US To Maliki - Have You Forgotten We're In Charge?
By Cernig
By way of following on from Fester's post today and mine yesterday, it's worth noting that the Bush administration has now told Iraq's leadership to remember their place.
The U.S. government rejected calls by Iraq to set a timetable for withdrawing troops from the country and said the planned reduction in force levels will be dictated by conditions on the ground.
The U.S. and Iraq are negotiating an agreement that will lay the legal boundaries for the operation of coalition forces after their United Nations mandate expires at the end of December.
``We want to withdraw, we will withdraw,'' State Department spokesman Gonzalo Gallegos told reporters in Washington yesterday. ``However, that decision will be conditions-based.''
Meanwhile, talking of conditions, the US general in charge of training Iraq's internal security force - and despite the name that's really all the Iraqi Army amounts to - says the job will be done by2009.
"The ground forces will mostly be done by the middle of next year," Army Lt.
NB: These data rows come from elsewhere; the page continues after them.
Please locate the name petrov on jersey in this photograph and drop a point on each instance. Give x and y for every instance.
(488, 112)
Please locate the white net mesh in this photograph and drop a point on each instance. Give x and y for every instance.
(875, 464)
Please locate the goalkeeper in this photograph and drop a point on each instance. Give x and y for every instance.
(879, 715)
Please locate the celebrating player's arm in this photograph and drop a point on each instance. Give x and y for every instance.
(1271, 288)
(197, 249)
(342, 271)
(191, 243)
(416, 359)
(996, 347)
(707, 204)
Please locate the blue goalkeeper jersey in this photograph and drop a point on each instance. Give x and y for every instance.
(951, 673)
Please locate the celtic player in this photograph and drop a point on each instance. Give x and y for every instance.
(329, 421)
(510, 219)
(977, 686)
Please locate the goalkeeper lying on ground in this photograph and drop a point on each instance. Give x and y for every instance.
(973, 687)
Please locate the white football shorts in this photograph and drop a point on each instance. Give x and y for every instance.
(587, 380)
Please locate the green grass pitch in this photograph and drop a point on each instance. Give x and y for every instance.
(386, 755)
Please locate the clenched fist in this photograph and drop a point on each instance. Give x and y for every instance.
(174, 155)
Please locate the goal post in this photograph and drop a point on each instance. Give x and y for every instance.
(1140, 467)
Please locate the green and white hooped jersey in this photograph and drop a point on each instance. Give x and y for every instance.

Gen. James Dubik told the U.S. House of Representatives Armed Services Committee.
That could be between April and August, Dubik said.
Dubik declined to say when all U.S. forces, including naval and air forces, would be finished with Iraqi combat operations. He said that would depend on when the Iraqi government completes certain tasks, such as purchasing its own aircraft.
So crucially, since Iraq is a satrapy with no military capable of defending its own national security against external threats and - by US design - no plans to change that equation, the conditions will never be right unless and until the U.S. says so. It's a policy of perpetual occupation John McCain is fully on board with.
Update: RockRichard at VetVoice links to Bush statements saying that the US would leave Iraq if the Iraqis asked and that troops levels would be decided by commanders on the ground. Well...now the Iraqis have asked for a timetable and US commanders on the ground have said that timetable could have a withdrawal date in August 2009.
So, where's the problem, George? What's the next invented reason for the perpetual occupation?




























"So, where's the problem, George? What's the next invented reason for the perpetual occupation?"
Who will protect all the folks from Exonn when they go to Iraq to steal the oil?